A Plataforma, criada como um mecanismo do Acordo de Paris, firmado em 2015 na COP21, e viabilizada por meio do estabelecimento de um Grupo de Trabalho Facilitador para sua implantação na COP24 em 2018, é uma instância única na UNFCCC porque tem seu órgão de implementação com composição paritária entre representantes indígenas e dos países membros. Guarda as funções de valorizar os conhecimentos tradicionais, ampliar o engajamento dos povos indígenas e comunidades locais nos processos da Convenção, bem como promover a inclusão de distintos sistemas de conhecimentos na elaboração de ações e na construção de políticas para enfrentar as mudanças climáticas.
Em um gesto de apoio e respeito por esse espaço, a diplomata mexicana Patrícia Espinosa, secretária-executiva da Convenção, abriu os trabalhos da Plataforma associando-os à necessidade de mais avanços nesta COP26. “Estamos muito longe de onde deveríamos estar. Isso é um fato. A mudança não vai acontecer de uma hora pra outra. E precisamos tomar as decisões certas agora. Temos o caminho das NDCs (metas de cada país para redução de emissões) e temos a ciência, por isso eu peço o apoio e o engajamento de vocês”, reforçou.
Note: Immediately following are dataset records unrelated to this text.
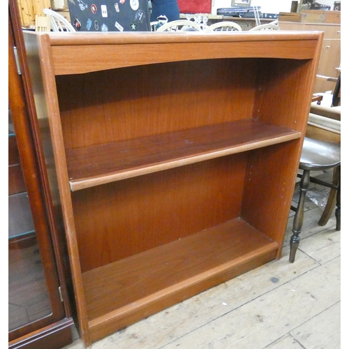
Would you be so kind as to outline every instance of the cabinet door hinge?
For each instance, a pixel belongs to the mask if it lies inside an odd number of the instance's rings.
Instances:
[[[61,288],[61,286],[59,286],[58,290],[59,291],[59,297],[61,297],[61,301],[64,302],[63,300],[63,295],[62,295],[62,289]]]
[[[13,53],[15,54],[15,59],[16,60],[17,71],[18,72],[18,75],[20,75],[22,74],[21,67],[20,66],[20,59],[18,59],[18,52],[15,46],[13,46]]]

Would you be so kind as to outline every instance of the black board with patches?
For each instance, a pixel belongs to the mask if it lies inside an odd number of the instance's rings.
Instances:
[[[148,0],[68,0],[77,31],[150,31]]]

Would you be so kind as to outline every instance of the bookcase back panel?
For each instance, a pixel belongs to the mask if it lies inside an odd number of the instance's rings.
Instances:
[[[209,59],[57,76],[65,147],[251,119],[255,68]]]
[[[299,142],[295,140],[250,152],[241,216],[282,246],[294,193]]]
[[[82,272],[238,217],[246,161],[224,156],[73,192]]]
[[[310,60],[260,59],[253,115],[275,125],[303,130],[312,83]]]

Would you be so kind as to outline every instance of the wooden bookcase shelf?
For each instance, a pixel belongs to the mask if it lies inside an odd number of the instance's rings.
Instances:
[[[301,133],[295,130],[250,119],[68,149],[70,189],[74,191],[300,137]]]
[[[322,39],[105,34],[25,34],[87,347],[281,256]]]

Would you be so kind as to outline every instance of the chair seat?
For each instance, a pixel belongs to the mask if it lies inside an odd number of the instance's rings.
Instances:
[[[314,170],[332,168],[341,164],[341,146],[337,143],[306,137],[299,168]]]

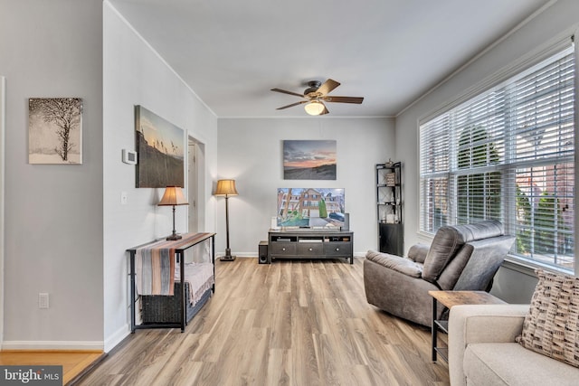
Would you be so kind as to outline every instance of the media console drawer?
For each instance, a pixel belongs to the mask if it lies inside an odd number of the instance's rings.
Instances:
[[[270,253],[272,255],[295,255],[297,251],[295,242],[281,242],[274,241],[271,242],[269,249],[271,249]]]
[[[352,243],[351,242],[327,242],[324,245],[324,254],[327,256],[351,256],[352,255]]]
[[[354,263],[354,233],[346,231],[269,232],[269,261],[275,259],[348,259]]]
[[[318,256],[324,254],[324,245],[322,241],[314,242],[299,242],[298,255],[300,256]]]

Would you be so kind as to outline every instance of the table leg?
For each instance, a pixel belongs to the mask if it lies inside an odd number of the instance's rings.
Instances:
[[[130,252],[130,333],[135,334],[135,252]]]
[[[432,362],[436,362],[436,344],[438,344],[438,327],[436,326],[436,297],[432,297]]]

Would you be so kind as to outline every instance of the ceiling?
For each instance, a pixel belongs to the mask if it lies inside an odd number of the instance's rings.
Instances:
[[[547,0],[109,0],[218,118],[276,108],[308,80],[341,83],[323,117],[392,117]]]

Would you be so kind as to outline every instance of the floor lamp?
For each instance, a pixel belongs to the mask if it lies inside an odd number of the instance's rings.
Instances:
[[[215,188],[214,195],[218,197],[225,197],[225,235],[227,238],[227,248],[225,248],[225,256],[221,258],[222,261],[233,261],[235,256],[232,256],[232,249],[229,248],[229,196],[238,195],[235,190],[235,180],[219,180]]]

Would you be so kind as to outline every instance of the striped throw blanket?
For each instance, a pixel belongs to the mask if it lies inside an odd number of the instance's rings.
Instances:
[[[175,250],[205,238],[207,233],[186,233],[183,239],[162,240],[137,249],[135,273],[138,295],[173,296],[175,289]]]

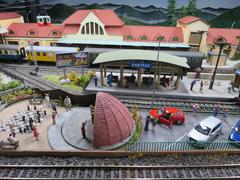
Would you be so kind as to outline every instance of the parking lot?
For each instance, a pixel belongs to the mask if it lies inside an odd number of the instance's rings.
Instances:
[[[141,112],[144,120],[147,117],[148,112]],[[212,114],[198,113],[196,117],[193,113],[185,113],[186,121],[183,125],[173,125],[172,128],[163,124],[157,124],[155,128],[152,128],[152,123],[149,124],[149,130],[144,131],[140,141],[143,142],[186,142],[187,133],[194,127],[194,124],[198,124],[202,119],[211,116]],[[218,115],[218,118],[222,119],[222,114]],[[223,121],[222,135],[215,138],[215,141],[227,141],[229,134],[231,133],[232,127],[240,119],[239,116],[229,115],[226,121]]]

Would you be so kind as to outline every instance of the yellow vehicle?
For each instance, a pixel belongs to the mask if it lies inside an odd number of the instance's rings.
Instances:
[[[59,53],[75,53],[78,52],[77,47],[59,47],[59,46],[26,46],[27,60],[56,62],[56,54]],[[33,54],[33,56],[32,56]]]

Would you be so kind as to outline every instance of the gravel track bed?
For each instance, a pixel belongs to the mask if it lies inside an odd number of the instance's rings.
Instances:
[[[240,162],[240,155],[165,155],[160,157],[121,158],[85,158],[85,157],[10,157],[0,156],[1,165],[216,165]]]

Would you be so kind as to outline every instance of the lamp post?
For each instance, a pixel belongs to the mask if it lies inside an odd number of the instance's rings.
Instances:
[[[27,17],[26,17],[26,18],[27,18],[27,23],[29,23],[29,18],[28,18],[28,16],[29,16],[29,14],[30,14],[31,12],[32,12],[32,11],[29,10],[28,13],[27,13]]]
[[[161,41],[159,41],[159,44],[158,44],[158,52],[157,52],[157,69],[156,71],[154,72],[154,78],[153,78],[153,94],[152,94],[152,103],[151,103],[151,107],[153,108],[153,101],[154,101],[154,98],[155,98],[155,89],[156,89],[156,79],[157,79],[157,71],[159,71],[159,51],[160,51],[160,44],[161,44]]]
[[[212,76],[212,79],[211,79],[211,82],[210,82],[209,89],[212,89],[212,88],[213,88],[213,84],[214,84],[214,80],[215,80],[215,75],[216,75],[218,63],[219,63],[219,60],[220,60],[220,57],[221,57],[221,54],[222,54],[222,50],[223,50],[223,48],[224,48],[225,46],[230,45],[230,43],[227,43],[227,42],[224,42],[224,41],[220,41],[220,42],[215,42],[215,45],[217,45],[217,46],[219,47],[219,53],[218,53],[218,58],[217,58],[217,62],[216,62],[216,65],[215,65],[215,68],[214,68],[214,71],[213,71],[213,76]]]
[[[30,41],[28,41],[28,44],[31,46],[31,54],[32,54],[33,62],[34,62],[35,71],[38,73],[39,67],[38,67],[38,64],[37,64],[37,61],[36,61],[36,58],[34,55],[34,50],[33,50],[33,45],[36,42],[39,42],[39,41],[38,40],[30,40]]]

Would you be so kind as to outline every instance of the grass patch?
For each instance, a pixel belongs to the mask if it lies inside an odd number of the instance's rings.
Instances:
[[[71,90],[75,90],[75,91],[82,91],[83,88],[81,86],[77,86],[75,85],[73,82],[69,83],[69,84],[61,84],[59,81],[60,76],[57,75],[46,75],[43,77],[43,79],[50,81],[54,84],[59,85],[60,87],[63,88],[67,88],[67,89],[71,89]]]

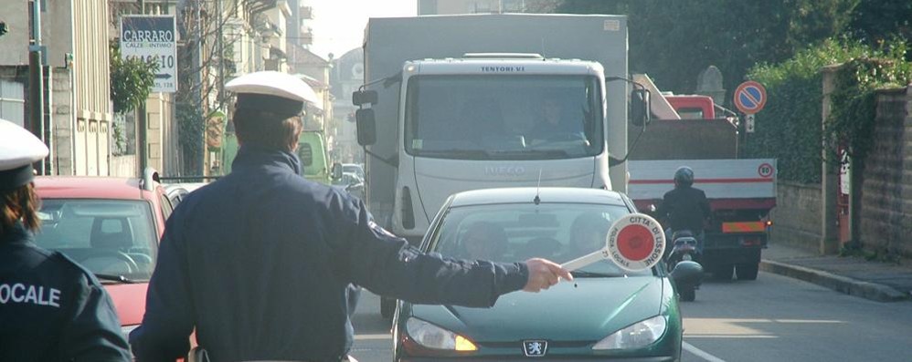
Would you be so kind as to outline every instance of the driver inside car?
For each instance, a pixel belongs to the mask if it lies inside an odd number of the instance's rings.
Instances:
[[[610,222],[599,213],[583,213],[573,221],[567,260],[595,252],[605,246]]]
[[[546,97],[527,139],[541,140],[584,140],[582,123],[567,116],[565,106],[556,97]]]

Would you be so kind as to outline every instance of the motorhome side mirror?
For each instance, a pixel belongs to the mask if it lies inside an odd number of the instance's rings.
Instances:
[[[650,93],[647,89],[633,89],[631,92],[631,123],[645,126],[650,119]]]
[[[342,179],[342,163],[333,162],[333,180]]]
[[[362,106],[367,103],[376,104],[376,90],[355,90],[352,92],[352,103]]]
[[[358,129],[358,144],[370,146],[376,143],[376,122],[374,120],[374,109],[355,110],[355,121]]]

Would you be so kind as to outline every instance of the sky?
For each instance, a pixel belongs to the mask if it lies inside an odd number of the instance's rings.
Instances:
[[[418,0],[303,0],[313,7],[313,46],[323,58],[361,47],[368,17],[415,16]]]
Patrícia ainda ressaltou o papel dos povos indígenas no contexto das mudanças climáticas. “É lamentável que as alterações climáticas afetem a vida dos povos indígenas, apesar de serem eles os que mais contribuem para diminuir as emissões vivendo em harmonia com a natureza. Os povos indígenas ajudam a salvaguardar 80% da biodiversidade remanescente do planeta e representam apenas 6.2% da população global”, disse.
O maior engajamento dos povos indígenas e comunidades tradicionais na agenda climática, para além dos governos nacionais e locais, está no cerne das atividades concebidas pela Plataforma até agora. E, por seu caráter desafiador, consta também como um dos principais eixos de ação no Plano de Trabalho da Plataforma para o próximo ciclo de três anos, que precisa ser apreciado pelo Órgão Subsidiário de Assessoramento Científico e Tecnológico (SBSTA), na sigla em inglês) e validado pelos Estados que compõem a convenção em Glasgow nesta COP26.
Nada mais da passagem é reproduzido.